Anglican Newsletter - November
November 2013
November 2013 Newsletter
Just watched the local hunt go by (some of the hounds using our garden as a long cut). Tremendous to see the Huntsman’s “pink” and the huge pack of hounds, followed by the horses. Can’t have any doubt about the season now! The very warm weather right up to the second week of October has given way to a torrent or conkers falling on us from the huge chestnut that overshadows a corner of our garden, the Bramleys are falling onto the lawn from the old apple tree, the leaves are blowing about and the green is already very evident as next year’s crops push through the newly ploughed and scraped fields. It’s definitely autumn! Time to check the log store and the oil tank, to get out the winter vests and try to re-learn how to use the central heating system.
We have to visit some variation of this same pattern every year. Well into my eighth decade it does not seem remotely boring to re-visit this season, not the other three as they come round. I suppose we are designed to work contentedly to this normal round and not to find it offensive or irritating. Many years ago I and my wife visited both Singapore and Sydney (we were then living in the Far East) in order (partly) to see whether they were where we might look to live once our assignment was over. It did not take us long! Singapore had NO seasons – continually and continuously humidly hot, with heavy rain every now and then. Gorgeous, but where was the freshness of an English spring or the sharp cut of a walk across the moors on an icy day? Sydney in March was so hot and oppressive that it did not seem possible to actually be comfortable.
As is probably apparent, we chose to come back to live in England (I should say Western Europe, because we really hanker to up sticks sometime and go to France!). We all have our comfort zones – not just geographical ones, but political, social, family, community and so on zones of comfort and security. We come back to them to re-invigorate ourselves, to simply heal, to gently slumber.
We all know the question often asked of people who may or may not be religious – about where they think their God is. Some of us most easily find him in a Church or temple of worship. Some of us more easily find him out in the open looking at the wonder and wonders of Nature. Christians take especial comfort in the presence of the Holy Spirit, who is more often described as the Comforter than anything else. But ‘Comfort’ is a strange word. It comes from the Latin and means ‘with strength’. Nothing cuddly about that – which is how we tend to use the word Comforter nowadays (and the Americans with us have the special meaning applied to what we call a baby’s dummy). So Comfort has more to it than just being comfortable.
When we go to Church, we are not reminded often enough of the most important part of most of our services – which is the departure! After a service, we are, hopefully, re-invigorated, healed and eased, but to which end? It is so that we may leave and share our good feelings with those around us. The Church Door is the way from the Church to the outside world, not the entrance to a cubby-hole where we may hide in comfort.

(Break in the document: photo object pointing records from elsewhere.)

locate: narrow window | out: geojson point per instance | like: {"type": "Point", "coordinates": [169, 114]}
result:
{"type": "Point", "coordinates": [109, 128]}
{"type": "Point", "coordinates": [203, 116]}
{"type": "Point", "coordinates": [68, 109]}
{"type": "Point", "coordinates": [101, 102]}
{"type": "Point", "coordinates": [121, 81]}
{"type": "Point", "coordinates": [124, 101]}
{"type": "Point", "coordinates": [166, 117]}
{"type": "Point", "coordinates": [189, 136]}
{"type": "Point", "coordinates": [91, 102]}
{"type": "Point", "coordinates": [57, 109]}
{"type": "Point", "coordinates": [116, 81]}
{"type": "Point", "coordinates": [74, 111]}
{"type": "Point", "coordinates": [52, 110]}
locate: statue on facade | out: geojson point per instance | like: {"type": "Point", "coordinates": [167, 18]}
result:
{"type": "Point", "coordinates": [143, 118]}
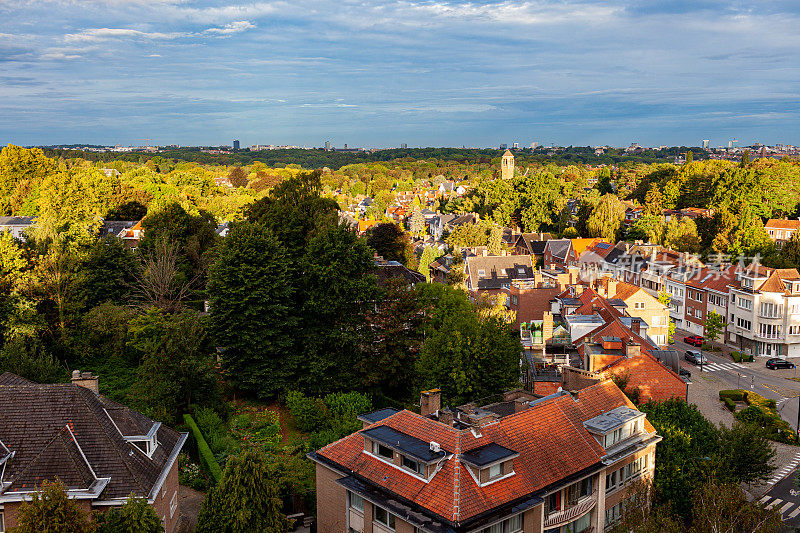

So, as the autumn closes in and turns towards Winter, I wonder what our attitudes are? The days are getting shorter and colder, we are looking forward to gathering close together around the fire, watching TV for longer, letting visits to friends and family become less frequent. That seems to me to be right. Our instincts lead us to do that. The danger is that the habits of the autumn and winter become the habits of the following Spring and Summer. In past times, there was little to do in the house and the sun beckoned everyone out to get busy with repairing the damage of the winter season and with looking after the fields in order that the harvest would be good.
The danger for our modern comfortable times is that we stay inside; forget the vests and just turn on the heating even on a cool day in the summer; order online instead of going out to touch and see what we want to buy; send tweets instead of having garden gate conversations (gossip is not necessarily harmful or unhealthy); listen to I-Pods, instead of singing with our friends in some community situation; give our children Kindles with an Amazon account instead of reading them the traditional stories of our culture; and so on. . .
This is not an angry gripe, it is a sad reflection on some of the trends that I seem to see about me. But my grandparents were just as sad in their day, so a proper sense of proportion is needed. So my thought is very strongly that it is me, not society at large; that I rely too much on inward looking for Comfort, to the exclusion of outward strength – ‘outreach’ as it is currently buzzed (and not just in Churches!). It would do me good to have more people dig me out of my deep armchair more often. Is that true for you as well?